Art on display at the Kochi Biennale. Image: Binoo K John

This edition of the Biennale dragged the fringes into the centre. It made us ponder, it made us see, and it made us listen to voice we had never heard before.

Past the Progga Paul metres which electrify our senses in a way, as one enters the godown, a world of colours open to us. A variety of coloured threads are woven or stretched this way and that across a frame. They are unwoven tapestries, soothing but left incomplete, something waiting to be created. They tell a story.

This installation is made by students of the Kokrajar Fine Arts College which was established in 1996 as a part of a move to give Bodo art a distinct identity.

Simay Brahma, Ashok Brahma, Subung Basumatary wanted to “interpret the life of the Bodo women in the background of the changing patterns of modern life.” A Bodo woman is almost always a weaver, in whose mind plays different patterns that she wants to transform into an object of beauty. It is also an expression of her aspirations. In those beautiful pre-tapestry threads, we can see her imagination.

New York based Martha Rosler, a well-known name in the feminist art movement, uses her photomontages, videos and installation to focus on the atrocities committed in the world by the US. Her anti -Vietnam graphic series has now been restarted to show the fall-out of the Iraq, Afghanistan wars by the US. In the first floor of Aspinwall House, Rosler’s images are intended to remind us that we need to get out of the comfort zone into which dominant media traps us.

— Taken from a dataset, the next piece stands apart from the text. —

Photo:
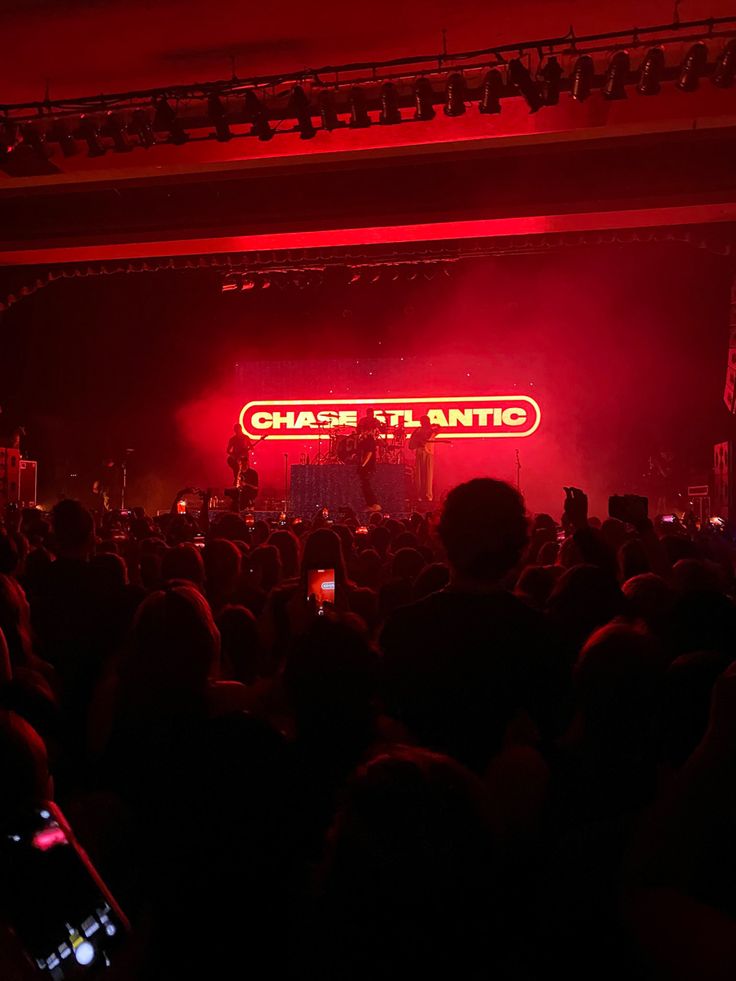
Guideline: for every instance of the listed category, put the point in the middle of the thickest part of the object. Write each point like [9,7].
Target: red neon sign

Self-taught artist Vipin Dhanurdharan’s portraits recreate the history of Kerala’s social reform movements. He stayed with people in the fringes of society and produced completely arresting portraits which are not ashamed to show off its basic qualities, devoid of many of the western portraitures painting techniques or its finishing styles.

Dhanurdharan’s portraits at the Biennale. Image: Binoo K. John

“It was when I was reading about Sahodharan Ayappan’s movement that I got this idea. Anita Dube had seen my work at a show here and she liked the idea of this series of portraits,” Dhanudharan told this reporter.

In the ground floor room of the Aspinwall House, the self-taught artist’s portraits of the poor remind us of forgotten lives and in an act of utter defiance he titles them all as Sahodaran (brother) or Sahodari (sister) and makes them sit amidst us so that we can listen to their unheard stories.

Next to that room Dhanurdharan has also put up a canteen where visitors can go and make their own tea, coffee or kanji (rice gruel). The community kitchen is a stark throwback to 1917 when Ayappan held the first “misrabhojanam” or communal eating function in Cherai a beach town about 40 kms from Aspinwall House.

Bangaluru artists B.V Suresh’s dark room is dystopia itself with signs of fallen things and the room itself surrounded by canes or lathis beating itself into the ground, making a grim chorus – a reminder of the present times where many freedoms are being curtailed.

He calls it the “absurd theatre of politics.”

Further down in a garage F.B Itso of Denmark has hung a huge tyre used in heavy cranes to show the plight of Kerala’s rubber farmers - some of whom committed suicide.

F.B Itso's tyre installation. Image: Binoo K. John

Everywhere our attention is drawn to the fringes or the people who dropped out and were pushed to the fringes. As if in revenge their stories and their plight are bought to the centre stage.

Every war be it Vietnam or Afghanistan is condemned and the march of the military is always a warning. The 95 artists who showcased their work attempted to showcase the aesthetics of the radical voice. It was a Biennale of dystopian warnings.